Optional. Default: current value of max_execution_time.
bool content: true to get the content. False, the function returns the response time
of the page or file.
Optional. Default: true.
int offset: offset applied to start the content capture.
Optional. Default: 0 (start of the page)
int maxlen: number of bytes to capture satrting at offset.
Optional. Default: null (all the file/page)
Returns:
False failure to connect to the server or to receive a 200 OK status from the server in due time.
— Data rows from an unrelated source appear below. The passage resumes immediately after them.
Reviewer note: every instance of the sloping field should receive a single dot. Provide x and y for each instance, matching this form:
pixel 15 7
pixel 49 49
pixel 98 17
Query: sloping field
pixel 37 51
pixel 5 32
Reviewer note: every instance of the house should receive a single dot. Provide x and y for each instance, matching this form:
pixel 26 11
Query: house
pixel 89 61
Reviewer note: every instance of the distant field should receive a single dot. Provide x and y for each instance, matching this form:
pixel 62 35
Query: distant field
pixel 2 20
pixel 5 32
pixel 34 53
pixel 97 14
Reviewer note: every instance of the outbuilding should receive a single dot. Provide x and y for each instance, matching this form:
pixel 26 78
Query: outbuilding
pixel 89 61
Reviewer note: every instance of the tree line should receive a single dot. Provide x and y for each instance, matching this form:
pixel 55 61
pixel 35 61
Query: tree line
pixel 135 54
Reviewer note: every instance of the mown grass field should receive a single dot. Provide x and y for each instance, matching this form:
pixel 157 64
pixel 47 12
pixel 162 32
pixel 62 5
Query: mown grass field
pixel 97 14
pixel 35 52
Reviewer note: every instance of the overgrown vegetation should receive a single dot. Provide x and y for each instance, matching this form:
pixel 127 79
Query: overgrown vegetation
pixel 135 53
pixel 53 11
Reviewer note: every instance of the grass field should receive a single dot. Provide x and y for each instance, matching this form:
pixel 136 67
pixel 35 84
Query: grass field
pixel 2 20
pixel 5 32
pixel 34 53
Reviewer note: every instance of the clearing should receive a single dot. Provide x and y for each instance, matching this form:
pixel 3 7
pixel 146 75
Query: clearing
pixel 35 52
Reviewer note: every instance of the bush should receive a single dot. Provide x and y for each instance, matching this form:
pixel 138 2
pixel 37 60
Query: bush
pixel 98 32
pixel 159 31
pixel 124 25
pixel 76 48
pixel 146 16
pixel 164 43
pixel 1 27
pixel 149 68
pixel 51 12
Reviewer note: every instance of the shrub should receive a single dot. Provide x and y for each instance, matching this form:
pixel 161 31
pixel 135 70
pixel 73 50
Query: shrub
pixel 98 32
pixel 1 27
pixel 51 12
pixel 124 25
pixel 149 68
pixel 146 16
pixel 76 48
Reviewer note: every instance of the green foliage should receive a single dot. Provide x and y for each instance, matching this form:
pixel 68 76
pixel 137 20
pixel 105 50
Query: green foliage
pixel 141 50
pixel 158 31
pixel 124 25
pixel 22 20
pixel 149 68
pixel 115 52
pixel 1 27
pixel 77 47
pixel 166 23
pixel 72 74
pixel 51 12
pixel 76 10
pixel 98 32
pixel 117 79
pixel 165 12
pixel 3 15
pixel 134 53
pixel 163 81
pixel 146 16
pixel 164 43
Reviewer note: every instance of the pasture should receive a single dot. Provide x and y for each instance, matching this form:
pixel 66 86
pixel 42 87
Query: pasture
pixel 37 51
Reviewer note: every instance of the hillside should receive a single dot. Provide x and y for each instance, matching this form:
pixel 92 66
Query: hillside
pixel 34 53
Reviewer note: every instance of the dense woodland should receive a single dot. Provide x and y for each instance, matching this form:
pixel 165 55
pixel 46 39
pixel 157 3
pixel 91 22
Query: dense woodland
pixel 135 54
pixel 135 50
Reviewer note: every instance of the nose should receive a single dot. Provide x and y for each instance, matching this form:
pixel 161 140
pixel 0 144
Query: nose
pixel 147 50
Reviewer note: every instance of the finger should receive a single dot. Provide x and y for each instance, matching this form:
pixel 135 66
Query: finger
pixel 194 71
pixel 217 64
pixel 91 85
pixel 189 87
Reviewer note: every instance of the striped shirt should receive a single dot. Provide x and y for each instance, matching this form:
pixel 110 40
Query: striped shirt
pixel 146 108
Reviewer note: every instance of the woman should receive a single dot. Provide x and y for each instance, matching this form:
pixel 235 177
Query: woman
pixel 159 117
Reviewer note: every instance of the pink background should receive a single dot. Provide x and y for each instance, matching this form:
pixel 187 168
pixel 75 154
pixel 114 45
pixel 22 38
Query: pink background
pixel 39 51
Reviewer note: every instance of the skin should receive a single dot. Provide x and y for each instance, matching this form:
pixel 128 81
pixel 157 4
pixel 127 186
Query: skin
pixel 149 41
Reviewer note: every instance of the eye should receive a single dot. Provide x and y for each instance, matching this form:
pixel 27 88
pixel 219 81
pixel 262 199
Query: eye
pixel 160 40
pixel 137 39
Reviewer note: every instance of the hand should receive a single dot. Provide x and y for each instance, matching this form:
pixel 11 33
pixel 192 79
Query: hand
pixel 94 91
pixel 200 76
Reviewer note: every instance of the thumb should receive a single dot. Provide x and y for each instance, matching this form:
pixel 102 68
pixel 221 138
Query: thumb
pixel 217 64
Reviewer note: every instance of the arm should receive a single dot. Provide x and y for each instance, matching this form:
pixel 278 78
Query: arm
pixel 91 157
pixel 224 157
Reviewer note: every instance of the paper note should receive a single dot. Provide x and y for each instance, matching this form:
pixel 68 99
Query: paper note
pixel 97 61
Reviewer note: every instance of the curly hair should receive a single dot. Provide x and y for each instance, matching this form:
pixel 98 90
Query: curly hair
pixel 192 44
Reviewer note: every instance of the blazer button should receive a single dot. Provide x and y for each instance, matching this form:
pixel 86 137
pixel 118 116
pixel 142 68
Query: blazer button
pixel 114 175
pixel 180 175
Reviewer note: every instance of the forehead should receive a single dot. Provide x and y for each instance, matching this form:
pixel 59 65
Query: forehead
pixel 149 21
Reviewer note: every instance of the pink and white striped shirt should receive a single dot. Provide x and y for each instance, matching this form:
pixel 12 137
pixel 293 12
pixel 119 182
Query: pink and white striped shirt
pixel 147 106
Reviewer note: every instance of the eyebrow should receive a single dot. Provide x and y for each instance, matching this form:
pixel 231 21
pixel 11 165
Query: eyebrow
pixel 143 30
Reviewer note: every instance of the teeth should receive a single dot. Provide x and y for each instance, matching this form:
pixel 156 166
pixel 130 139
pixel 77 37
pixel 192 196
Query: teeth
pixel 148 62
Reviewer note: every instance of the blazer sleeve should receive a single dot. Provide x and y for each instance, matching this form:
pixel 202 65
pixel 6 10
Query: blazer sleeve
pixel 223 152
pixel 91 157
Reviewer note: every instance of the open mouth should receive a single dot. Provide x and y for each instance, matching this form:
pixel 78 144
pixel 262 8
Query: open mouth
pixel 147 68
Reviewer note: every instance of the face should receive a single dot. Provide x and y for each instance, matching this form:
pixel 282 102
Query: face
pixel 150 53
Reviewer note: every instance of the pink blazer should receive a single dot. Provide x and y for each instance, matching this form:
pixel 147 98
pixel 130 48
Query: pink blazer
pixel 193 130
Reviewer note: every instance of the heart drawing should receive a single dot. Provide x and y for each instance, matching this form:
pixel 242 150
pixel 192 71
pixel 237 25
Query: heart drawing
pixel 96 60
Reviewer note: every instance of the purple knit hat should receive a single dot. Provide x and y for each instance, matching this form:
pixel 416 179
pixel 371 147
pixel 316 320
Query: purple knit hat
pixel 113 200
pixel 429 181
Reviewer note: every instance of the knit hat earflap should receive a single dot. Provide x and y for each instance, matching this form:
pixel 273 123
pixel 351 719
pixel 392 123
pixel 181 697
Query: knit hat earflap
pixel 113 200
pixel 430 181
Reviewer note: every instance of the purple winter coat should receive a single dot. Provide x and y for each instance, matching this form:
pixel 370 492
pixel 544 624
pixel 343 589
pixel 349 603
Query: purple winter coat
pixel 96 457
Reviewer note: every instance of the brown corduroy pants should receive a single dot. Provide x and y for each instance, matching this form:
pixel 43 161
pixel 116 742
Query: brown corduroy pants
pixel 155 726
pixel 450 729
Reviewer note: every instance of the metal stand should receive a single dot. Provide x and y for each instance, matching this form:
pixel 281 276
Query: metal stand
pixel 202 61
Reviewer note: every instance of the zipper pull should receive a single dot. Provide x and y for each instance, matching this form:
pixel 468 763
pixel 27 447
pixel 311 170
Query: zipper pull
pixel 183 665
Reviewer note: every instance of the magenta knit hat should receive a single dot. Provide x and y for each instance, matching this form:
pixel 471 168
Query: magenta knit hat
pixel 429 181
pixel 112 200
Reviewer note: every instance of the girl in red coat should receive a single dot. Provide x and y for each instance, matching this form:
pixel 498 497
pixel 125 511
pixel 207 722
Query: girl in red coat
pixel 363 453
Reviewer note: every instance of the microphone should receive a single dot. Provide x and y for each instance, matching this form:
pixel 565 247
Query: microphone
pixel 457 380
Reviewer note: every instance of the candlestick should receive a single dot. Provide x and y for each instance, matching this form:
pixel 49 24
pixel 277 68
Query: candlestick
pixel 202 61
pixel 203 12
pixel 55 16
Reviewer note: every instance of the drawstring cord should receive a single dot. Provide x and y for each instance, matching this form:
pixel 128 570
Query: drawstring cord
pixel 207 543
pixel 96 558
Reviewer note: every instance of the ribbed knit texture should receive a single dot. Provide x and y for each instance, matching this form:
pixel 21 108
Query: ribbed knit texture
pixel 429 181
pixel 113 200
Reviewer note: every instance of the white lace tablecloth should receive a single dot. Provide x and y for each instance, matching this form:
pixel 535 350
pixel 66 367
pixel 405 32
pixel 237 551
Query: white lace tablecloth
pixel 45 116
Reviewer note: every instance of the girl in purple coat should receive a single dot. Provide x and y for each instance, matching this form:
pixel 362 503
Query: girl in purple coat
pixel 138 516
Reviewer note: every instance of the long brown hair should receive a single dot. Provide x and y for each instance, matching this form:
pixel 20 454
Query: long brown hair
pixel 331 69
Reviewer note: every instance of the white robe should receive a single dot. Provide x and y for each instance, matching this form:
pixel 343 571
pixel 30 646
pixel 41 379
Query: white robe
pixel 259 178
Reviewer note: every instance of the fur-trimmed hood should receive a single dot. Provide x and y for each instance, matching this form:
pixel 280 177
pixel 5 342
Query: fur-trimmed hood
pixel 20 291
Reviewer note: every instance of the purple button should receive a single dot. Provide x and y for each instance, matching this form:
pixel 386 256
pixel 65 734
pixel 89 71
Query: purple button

String The actual content of page/file if [content] is set to true
Float Response time to establish the connection to the server and to receive the 200 OK status
for the requested file/page ([content] set to false)
*/
function UrlGetContentsCurl(){
// parse the argument passed and set default values
$arg_names = array('url', 'timeout', 'getContent', 'offset', 'maxLen');
$arg_passed = func_get_args();
$arg_nb = count($arg_passed);
if (!$arg_nb){
echo 'At least one argument is needed for this function';
return false;
}
$arg = array (
'url' => null,
'timeout' => ini_get('max_execution_time'),
'getContent'=> true,
'offset' => 0,
'maxLen' => null
);
foreach ($arg_passed as $k=>$v){
$arg[$arg_names[$k]] = $v;
}
// CURL connection and result
$ch = curl_init($arg['url']);
curl_setopt($ch, CURLOPT_HEADER, 0);
curl_setopt($ch, CURLOPT_RETURNTRANSFER, 1);
curl_setopt($ch, CURLOPT_USERAGENT, "Mozilla/4.0 (compatible; MSIE 5.01; Windows NT 5.0)");
curl_setopt($ch, CURLOPT_RESUME_FROM, $arg['offset']);
curl_setopt($ch, CURLOPT_TIMEOUT, $arg['timeout']);
$result = curl_exec($ch);
$elapsed = curl_getinfo ($ch, CURLINFO_TOTAL_TIME);
$CurlErr = curl_error($ch);
curl_close($ch);
if ($CurlErr) {
echo $CurlErr;
return false;
}elseif ($arg['getContent']){
return $arg['maxLen']
? substr($result, 0, $arg['maxLen'])
: $result;
}
return $elapsed;
}
How to use it?
$url = 'http://www.rfc-editor.org/rfc/rfc2606.txt';
$timeout = 5;
$getContent = true;
$offset = 0;
$maxLen = 50;
echo UrlGetContentsCurl($url, $timeout, $getContent, $offset, $maxLen);
// or
echo UrlGetContentsCurl($url, $timeout, false);
// or
echo UrlGetContentsCurl($url, $timeout);
// or
echo UrlGetContentsCurl($url);
I benchmarked my function against the PHP fopen() and file_get_contents() and I noticed no difference in time.
Edit: Added User-Ugent as some sites use to reject unsigned request.